3 min read

Random Walking

A short project to explore the use of random walk algorithms with the igraph package and make an awesome animation! Random walk algorithms are used to estimate how information spreads across a given graph. An example can be the spread of persons within the walking routes in a theme park. Another applications include the PageRank algorithm, famously invented by Google founder Larry Page to measure the importance of websites.

Here we will try to make a person walk through a graph that for example can be the walking paths in a park. First we will make the graph that represents the park.

library(tidyverse)
library(igraph)
library(gganimate)
library(ggimage)

## make the igraph object
g <- make_graph(~ 1-2, 1-3, 1-4, 4-5, 6-3, 7-6, 5-7, 4-3)

plot(g)

Here we see a simple graph that is our park. We made it by defining all the edges manually. Now let’s walk!

set.seed(20190914)
w <- random_walk(g, start = 2, steps = 15)

w

+ 15/7 vertices, named, from 5bf3145:
[1] 2 1 3 6 3 4 5 7 6 3 1 4 1 2 1

Our walk started at node 2 and then we walked ‘15 steps’ through our park. Can you smell the green, freshly cut grass? Can you hear all the birds sing their hearts out? How lovely!

The random walk algorithm is normally used to simulate thousands or millions of walking paths to better understand the use of space. Although these number sequences require a lot of imagination to understand what is happening. To better explain it to others, we can animate this walk with the ggplot and gganimate packages. First we will build a dataframe these packages can work with. We also save the coordinates of all the nodes.

## animating with ggplot
## make a dataframe with the graph
graph_df <- data_frame(x = c(1.5, 1, 1.5, 3, 1.5, 3, 3, 5, 3, 5, 5, 6, 6, 5, 3, 3),
                       y = c(1.5, 2, 1.5, 2, 1.5, 1, 1, 1, 2, 2, 2, 1.5, 1.5, 1, 2, 1),
                       node = c(1, 2, 1, 3, 1, 4, 4, 5, 3, 6, 6, 7, 7, 5, 3, 4),
                       gr = rep(c(1:8), each = 2))
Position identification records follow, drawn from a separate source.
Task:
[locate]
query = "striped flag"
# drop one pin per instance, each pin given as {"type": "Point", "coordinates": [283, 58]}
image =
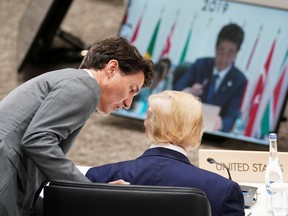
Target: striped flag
{"type": "Point", "coordinates": [253, 50]}
{"type": "Point", "coordinates": [135, 33]}
{"type": "Point", "coordinates": [257, 95]}
{"type": "Point", "coordinates": [274, 106]}
{"type": "Point", "coordinates": [151, 46]}
{"type": "Point", "coordinates": [186, 46]}
{"type": "Point", "coordinates": [167, 47]}
{"type": "Point", "coordinates": [245, 103]}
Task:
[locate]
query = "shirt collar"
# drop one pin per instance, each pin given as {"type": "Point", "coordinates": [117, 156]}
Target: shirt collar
{"type": "Point", "coordinates": [169, 146]}
{"type": "Point", "coordinates": [89, 72]}
{"type": "Point", "coordinates": [222, 73]}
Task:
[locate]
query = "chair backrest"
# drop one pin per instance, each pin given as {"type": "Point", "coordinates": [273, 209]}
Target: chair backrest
{"type": "Point", "coordinates": [67, 198]}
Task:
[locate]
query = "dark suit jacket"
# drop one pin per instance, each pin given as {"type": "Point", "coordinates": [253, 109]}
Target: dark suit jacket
{"type": "Point", "coordinates": [161, 166]}
{"type": "Point", "coordinates": [229, 94]}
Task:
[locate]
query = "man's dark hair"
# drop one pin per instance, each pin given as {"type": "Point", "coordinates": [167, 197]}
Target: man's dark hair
{"type": "Point", "coordinates": [233, 33]}
{"type": "Point", "coordinates": [129, 58]}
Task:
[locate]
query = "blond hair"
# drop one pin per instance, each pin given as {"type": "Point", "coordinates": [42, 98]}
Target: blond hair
{"type": "Point", "coordinates": [174, 117]}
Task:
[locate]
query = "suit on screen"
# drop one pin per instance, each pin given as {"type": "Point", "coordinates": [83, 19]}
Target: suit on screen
{"type": "Point", "coordinates": [229, 94]}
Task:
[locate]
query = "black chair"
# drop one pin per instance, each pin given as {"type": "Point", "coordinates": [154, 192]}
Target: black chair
{"type": "Point", "coordinates": [67, 198]}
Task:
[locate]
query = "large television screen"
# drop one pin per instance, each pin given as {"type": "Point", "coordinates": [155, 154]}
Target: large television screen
{"type": "Point", "coordinates": [181, 37]}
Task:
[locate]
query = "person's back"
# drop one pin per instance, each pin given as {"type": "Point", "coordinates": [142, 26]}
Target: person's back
{"type": "Point", "coordinates": [171, 132]}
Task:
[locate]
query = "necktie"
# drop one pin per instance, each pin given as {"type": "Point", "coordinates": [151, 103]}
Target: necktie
{"type": "Point", "coordinates": [212, 87]}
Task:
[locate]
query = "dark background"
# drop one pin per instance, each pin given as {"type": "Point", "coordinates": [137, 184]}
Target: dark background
{"type": "Point", "coordinates": [103, 139]}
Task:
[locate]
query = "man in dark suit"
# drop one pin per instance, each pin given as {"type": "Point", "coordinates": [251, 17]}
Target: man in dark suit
{"type": "Point", "coordinates": [216, 80]}
{"type": "Point", "coordinates": [172, 132]}
{"type": "Point", "coordinates": [40, 119]}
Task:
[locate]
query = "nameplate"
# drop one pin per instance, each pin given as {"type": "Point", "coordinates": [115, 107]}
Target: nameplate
{"type": "Point", "coordinates": [244, 166]}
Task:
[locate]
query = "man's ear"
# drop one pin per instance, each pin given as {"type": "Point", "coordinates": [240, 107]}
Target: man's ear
{"type": "Point", "coordinates": [111, 67]}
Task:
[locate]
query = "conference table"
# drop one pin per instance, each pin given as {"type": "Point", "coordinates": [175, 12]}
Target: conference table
{"type": "Point", "coordinates": [257, 209]}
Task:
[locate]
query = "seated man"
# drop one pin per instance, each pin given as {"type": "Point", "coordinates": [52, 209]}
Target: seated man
{"type": "Point", "coordinates": [217, 80]}
{"type": "Point", "coordinates": [171, 132]}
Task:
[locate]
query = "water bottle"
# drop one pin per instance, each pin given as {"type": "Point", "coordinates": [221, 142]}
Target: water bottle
{"type": "Point", "coordinates": [273, 172]}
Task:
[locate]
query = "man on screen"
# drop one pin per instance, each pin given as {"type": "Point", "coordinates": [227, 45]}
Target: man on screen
{"type": "Point", "coordinates": [216, 80]}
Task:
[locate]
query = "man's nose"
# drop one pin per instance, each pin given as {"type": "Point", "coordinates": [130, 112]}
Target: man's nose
{"type": "Point", "coordinates": [127, 102]}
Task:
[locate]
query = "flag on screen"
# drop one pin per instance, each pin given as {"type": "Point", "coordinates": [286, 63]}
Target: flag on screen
{"type": "Point", "coordinates": [245, 102]}
{"type": "Point", "coordinates": [253, 50]}
{"type": "Point", "coordinates": [136, 31]}
{"type": "Point", "coordinates": [151, 46]}
{"type": "Point", "coordinates": [257, 95]}
{"type": "Point", "coordinates": [273, 107]}
{"type": "Point", "coordinates": [167, 47]}
{"type": "Point", "coordinates": [186, 46]}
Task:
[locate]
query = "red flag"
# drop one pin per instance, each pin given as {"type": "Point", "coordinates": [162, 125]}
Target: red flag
{"type": "Point", "coordinates": [257, 95]}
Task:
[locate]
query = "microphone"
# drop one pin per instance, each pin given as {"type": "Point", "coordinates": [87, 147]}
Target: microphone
{"type": "Point", "coordinates": [212, 161]}
{"type": "Point", "coordinates": [249, 192]}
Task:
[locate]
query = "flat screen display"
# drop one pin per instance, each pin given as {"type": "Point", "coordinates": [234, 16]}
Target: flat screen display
{"type": "Point", "coordinates": [180, 36]}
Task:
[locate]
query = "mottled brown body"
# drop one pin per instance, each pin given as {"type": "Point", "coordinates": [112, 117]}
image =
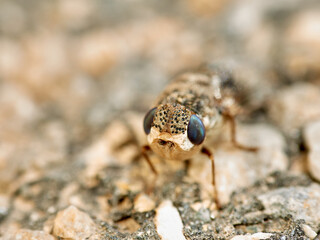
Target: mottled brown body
{"type": "Point", "coordinates": [191, 106]}
{"type": "Point", "coordinates": [205, 94]}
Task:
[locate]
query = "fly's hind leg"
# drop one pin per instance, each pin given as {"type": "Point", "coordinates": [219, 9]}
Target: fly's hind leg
{"type": "Point", "coordinates": [207, 152]}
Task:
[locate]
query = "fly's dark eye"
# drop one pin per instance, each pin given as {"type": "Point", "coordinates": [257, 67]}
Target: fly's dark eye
{"type": "Point", "coordinates": [148, 119]}
{"type": "Point", "coordinates": [196, 130]}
## saving coordinates of all the nodes
unique_nodes <- graph_df %>% 
  distinct(node, .keep_all = TRUE)

Then we take the random walk sequence and join the different coordinates of these nodes to this walking route

## make a dataframe with the random walk order and cordinates of the knots in the graph
rw_order_df <- data.frame(walk = as.vector(w)) %>% 
  left_join(unique_nodes, by = c("walk" = "node")) %>% 
  mutate(time = row_number())

Now we have the information to plot the full graph and we have the information to animate our walk on top of it. These are essentially the two layers of this plot. With gganimate it is now easy to animate our walk.

a <- ggplot(data = rw_order_df) +
  geom_line(data = graph_df, aes(x, y, group = gr), colour = "lightgrey", size = 2) +
  geom_point(data = graph_df, aes(x, y, group = gr), colour = "orange2", size = 8) +
  ylim(0.95, 2.05) +
  theme_void() +
  ## here we load an emoji to represent us as we walk through the park.
  geom_emoji(data = rw_order_df, aes(x = x, y= y), image = "1f6b6", size = 0.16) +
  ## animation
  transition_states(time, transition_length = 1, state_length = 0.5) +
  ease_aes("sine-in-out")

animate(a, nframes = 300)
anim_save("rw_anim.gif")

With this kind of animation I can easily explain what the random walk algorithm does. Even to people who are not technical at all. Now it is easy to understand what is happening and it is fun to watch. This was certainly a hit with my colleagues!